- The Washington Times - Saturday, December 18, 1999

Marisleysis Gonzalez, a cousin to 6-year-old Cuban celebrity Elian Gonzalez, has sent a letter to Hillary Clinton, asking the first lady to use her influence to help her family keep Elian in Miami. “We beg you now as a mother, to be the first lady that truly crosses ethnic barriers and speaks out for the children,” said the letter. “Please, please help.”

Little Elian became a household name after he was picked up off the coast of Florida on Thanksgiving day by the U.S. Coast Guard, clinging to an inner tube. Since then, the Cuban boy has been at the center of an international custody battle which has become politically volatile. Elian’s great-aunt and great-uncle in Miami have petitioned Florida state courts to have permanent custody of him. Elian’s father, meanwhile, wants the boy to join him in Cuba. Elian’s mother and stepfather drowned at sea, after a motorboat, which Elian was traveling in, capsized on its way to the Miami.

The controversy puts the first lady in the awkward position of having to distance herself from yet another of her husband’s policy decisions. This month, Cuban dictator Fidel Castro orchestrated huge protests in Cuba, calling for Elian’s return to his father. In what appears to have been a politically motivated decision, President Clinton subsequently decided to give the Justice Department, rather than state courts, jurisdiction over the Elian custody case, making it unlikely that a case made by the boy’s Miami family would be considered.

One hopes Mrs. Clinton, who “intends” to run for a Senate seat in New York, doesn’t have to take the time to ensure that there are sufficient numbers of former Cubans and other Elian sympathizers in her would-be constituency before she takes up Marisleysis Gonzalez’s plea. The first lady should use her considerable sway over the president on Elian’s behalf. The child deserves to live outside the dictatorial grip of Mr. Castro, and Mrs. Clinton should say so.

m BALTIMORE’S TERRIBLE TOLL: Martin O’Malley, whose tough stance on crime helped him to win this fall’s primary and general elections in Baltimore, took the oath of office as mayor amid marching bands, flag bearers and the usual inaugural accouterments. Voters had told him at the polls that they looked forward to Mr. O’Malley’s leadership and pledge of a zero-tolerance crime initiative and they ought to. Like Washington, Philadelphia and other urban environments, Baltimore has big-city ills, including violent crime and a proliferation of drugs. Those facts rang home again to Baltimoreans recently when, as they prepared for the mayoral inauguration, they learned a gang war might be gripping their already-violent city.

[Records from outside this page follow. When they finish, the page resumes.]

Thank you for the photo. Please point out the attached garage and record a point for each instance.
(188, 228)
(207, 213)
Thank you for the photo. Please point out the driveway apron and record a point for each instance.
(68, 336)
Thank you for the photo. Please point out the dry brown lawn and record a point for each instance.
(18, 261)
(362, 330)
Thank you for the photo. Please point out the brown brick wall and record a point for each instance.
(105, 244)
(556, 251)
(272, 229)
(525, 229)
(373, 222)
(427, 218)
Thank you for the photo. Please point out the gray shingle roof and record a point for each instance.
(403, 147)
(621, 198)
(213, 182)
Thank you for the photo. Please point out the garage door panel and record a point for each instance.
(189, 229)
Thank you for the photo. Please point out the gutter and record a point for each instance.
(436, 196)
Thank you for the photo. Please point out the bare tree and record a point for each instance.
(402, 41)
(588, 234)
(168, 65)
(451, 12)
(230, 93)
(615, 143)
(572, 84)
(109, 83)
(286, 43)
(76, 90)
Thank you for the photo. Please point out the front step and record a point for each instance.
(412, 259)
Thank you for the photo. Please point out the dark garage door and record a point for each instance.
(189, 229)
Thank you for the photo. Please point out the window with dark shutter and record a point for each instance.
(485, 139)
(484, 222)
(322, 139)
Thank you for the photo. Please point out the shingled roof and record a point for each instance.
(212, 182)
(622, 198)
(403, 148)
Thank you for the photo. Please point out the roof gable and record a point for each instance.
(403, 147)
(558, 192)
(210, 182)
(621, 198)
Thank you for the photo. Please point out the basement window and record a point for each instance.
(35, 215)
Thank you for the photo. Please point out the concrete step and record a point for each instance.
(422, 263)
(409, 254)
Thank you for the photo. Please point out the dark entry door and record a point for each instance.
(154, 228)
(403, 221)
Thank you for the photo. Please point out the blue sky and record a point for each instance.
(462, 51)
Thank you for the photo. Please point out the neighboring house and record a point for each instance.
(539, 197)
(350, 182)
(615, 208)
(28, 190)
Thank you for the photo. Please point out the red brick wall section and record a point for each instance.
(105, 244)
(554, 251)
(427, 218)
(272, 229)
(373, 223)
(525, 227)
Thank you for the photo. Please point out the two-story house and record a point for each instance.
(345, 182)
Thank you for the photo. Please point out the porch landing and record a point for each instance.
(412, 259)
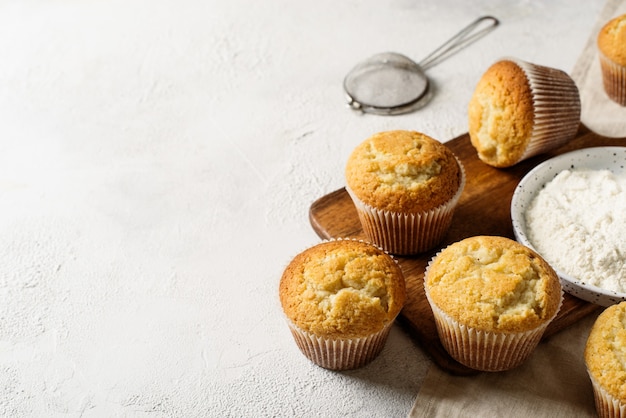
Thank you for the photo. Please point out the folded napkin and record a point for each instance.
(598, 112)
(552, 382)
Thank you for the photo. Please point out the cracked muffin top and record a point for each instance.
(493, 284)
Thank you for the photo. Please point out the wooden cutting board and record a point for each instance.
(484, 209)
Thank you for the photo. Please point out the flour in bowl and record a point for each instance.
(577, 222)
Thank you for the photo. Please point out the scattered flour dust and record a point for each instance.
(577, 222)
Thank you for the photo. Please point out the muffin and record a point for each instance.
(612, 55)
(605, 352)
(519, 110)
(405, 187)
(341, 298)
(492, 299)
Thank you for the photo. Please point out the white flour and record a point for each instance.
(578, 224)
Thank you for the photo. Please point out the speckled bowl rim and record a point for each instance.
(611, 158)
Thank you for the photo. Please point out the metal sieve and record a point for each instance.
(390, 83)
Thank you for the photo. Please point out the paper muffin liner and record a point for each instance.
(484, 350)
(340, 353)
(606, 405)
(557, 108)
(613, 79)
(407, 233)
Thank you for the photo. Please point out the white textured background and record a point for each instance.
(157, 163)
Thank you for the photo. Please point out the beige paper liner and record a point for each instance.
(407, 233)
(606, 405)
(484, 350)
(613, 79)
(340, 353)
(557, 108)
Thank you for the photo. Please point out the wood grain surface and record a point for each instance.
(484, 209)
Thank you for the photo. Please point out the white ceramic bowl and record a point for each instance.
(610, 158)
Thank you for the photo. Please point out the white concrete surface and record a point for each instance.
(157, 163)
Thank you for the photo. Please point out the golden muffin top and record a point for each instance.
(403, 171)
(342, 289)
(501, 114)
(493, 284)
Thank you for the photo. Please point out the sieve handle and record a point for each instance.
(466, 36)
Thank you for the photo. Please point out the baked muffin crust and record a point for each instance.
(501, 114)
(605, 351)
(403, 171)
(494, 284)
(342, 289)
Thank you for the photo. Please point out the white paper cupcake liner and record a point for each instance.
(557, 107)
(606, 405)
(484, 350)
(407, 233)
(340, 353)
(613, 79)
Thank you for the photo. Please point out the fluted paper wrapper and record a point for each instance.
(402, 233)
(613, 79)
(340, 353)
(557, 108)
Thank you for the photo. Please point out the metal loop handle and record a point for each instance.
(460, 40)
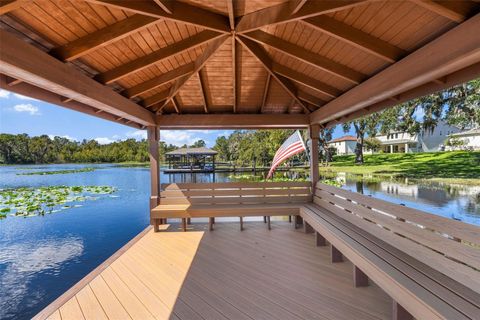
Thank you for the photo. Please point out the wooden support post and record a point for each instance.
(314, 132)
(211, 221)
(360, 279)
(298, 221)
(399, 313)
(153, 136)
(307, 228)
(335, 254)
(320, 240)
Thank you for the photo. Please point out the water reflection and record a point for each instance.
(25, 261)
(454, 201)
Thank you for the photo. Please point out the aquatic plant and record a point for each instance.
(42, 173)
(26, 202)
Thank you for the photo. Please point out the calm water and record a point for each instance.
(41, 257)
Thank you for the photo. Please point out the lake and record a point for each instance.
(43, 256)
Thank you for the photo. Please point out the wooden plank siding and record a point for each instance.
(311, 53)
(278, 274)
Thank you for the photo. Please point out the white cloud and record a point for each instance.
(21, 97)
(4, 94)
(104, 140)
(138, 134)
(52, 136)
(27, 107)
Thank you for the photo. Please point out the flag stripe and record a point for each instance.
(292, 146)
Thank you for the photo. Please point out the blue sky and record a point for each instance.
(20, 114)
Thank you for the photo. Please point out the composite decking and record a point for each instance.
(224, 274)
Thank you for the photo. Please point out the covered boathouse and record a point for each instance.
(226, 64)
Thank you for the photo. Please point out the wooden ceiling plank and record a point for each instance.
(432, 61)
(265, 92)
(356, 38)
(156, 82)
(296, 5)
(166, 5)
(27, 63)
(306, 56)
(231, 14)
(176, 105)
(259, 52)
(7, 6)
(311, 99)
(448, 9)
(282, 13)
(232, 121)
(203, 87)
(181, 12)
(157, 56)
(199, 63)
(307, 81)
(27, 89)
(102, 37)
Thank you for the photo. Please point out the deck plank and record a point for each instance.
(227, 274)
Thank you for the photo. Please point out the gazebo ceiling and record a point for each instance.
(141, 62)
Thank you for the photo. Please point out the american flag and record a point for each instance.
(292, 146)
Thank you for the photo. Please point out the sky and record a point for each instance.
(20, 114)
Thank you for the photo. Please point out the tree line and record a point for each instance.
(459, 106)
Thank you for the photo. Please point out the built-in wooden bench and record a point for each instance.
(428, 264)
(211, 200)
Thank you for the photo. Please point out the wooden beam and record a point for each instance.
(199, 64)
(158, 81)
(356, 38)
(452, 79)
(231, 14)
(153, 138)
(258, 52)
(202, 79)
(232, 121)
(306, 56)
(447, 9)
(157, 56)
(27, 89)
(25, 62)
(296, 5)
(176, 105)
(306, 81)
(166, 5)
(236, 73)
(10, 5)
(182, 12)
(282, 13)
(432, 61)
(311, 99)
(265, 92)
(102, 37)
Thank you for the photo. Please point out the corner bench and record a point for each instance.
(428, 264)
(211, 200)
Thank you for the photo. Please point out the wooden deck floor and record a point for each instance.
(224, 274)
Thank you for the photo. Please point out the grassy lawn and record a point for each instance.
(454, 166)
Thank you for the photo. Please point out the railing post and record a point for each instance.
(153, 137)
(314, 131)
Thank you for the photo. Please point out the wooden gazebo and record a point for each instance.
(217, 64)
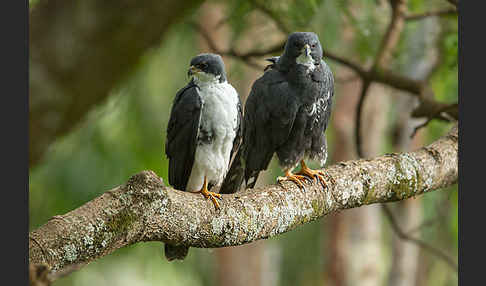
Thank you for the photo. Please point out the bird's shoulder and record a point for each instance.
(185, 109)
(187, 94)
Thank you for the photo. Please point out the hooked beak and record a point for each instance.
(192, 70)
(307, 50)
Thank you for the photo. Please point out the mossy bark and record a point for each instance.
(144, 209)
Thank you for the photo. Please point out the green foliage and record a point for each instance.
(126, 134)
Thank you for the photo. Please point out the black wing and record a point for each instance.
(239, 132)
(182, 131)
(269, 116)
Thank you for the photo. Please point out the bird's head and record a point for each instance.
(303, 48)
(207, 68)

Five women were found murdered, and a suspect in the case was arrested within hours and imprisoned to ward off retaliatory violence after another suspect was stabbed in the throat within hours of that arrest. Police do not yet have two other suspected assailants in their grips, but they do know this: The murdered women were either relatives or friends of drug dealers, and the slayings were carried out by a rival drug gang.

Those five shootings capped a weekend in which 11 persons were killed, pushing Baltimore’s 1999 murder rate to 289. The death toll is particularly troubling considering the fact Baltimore, America’s fourth most-deadly city, has had more than 300 murders for nine straight years and appears on track to do the same this year.

Now that candidate Martin O’Malley is Mayor Martin O’Malley, it falls to him to change those negatives and to follow through on his campaign promise of zero tolerance. Such policies have aided crime prevention efforts in New York and Washington, and there is no reason to think more of the same will not work in Baltimore.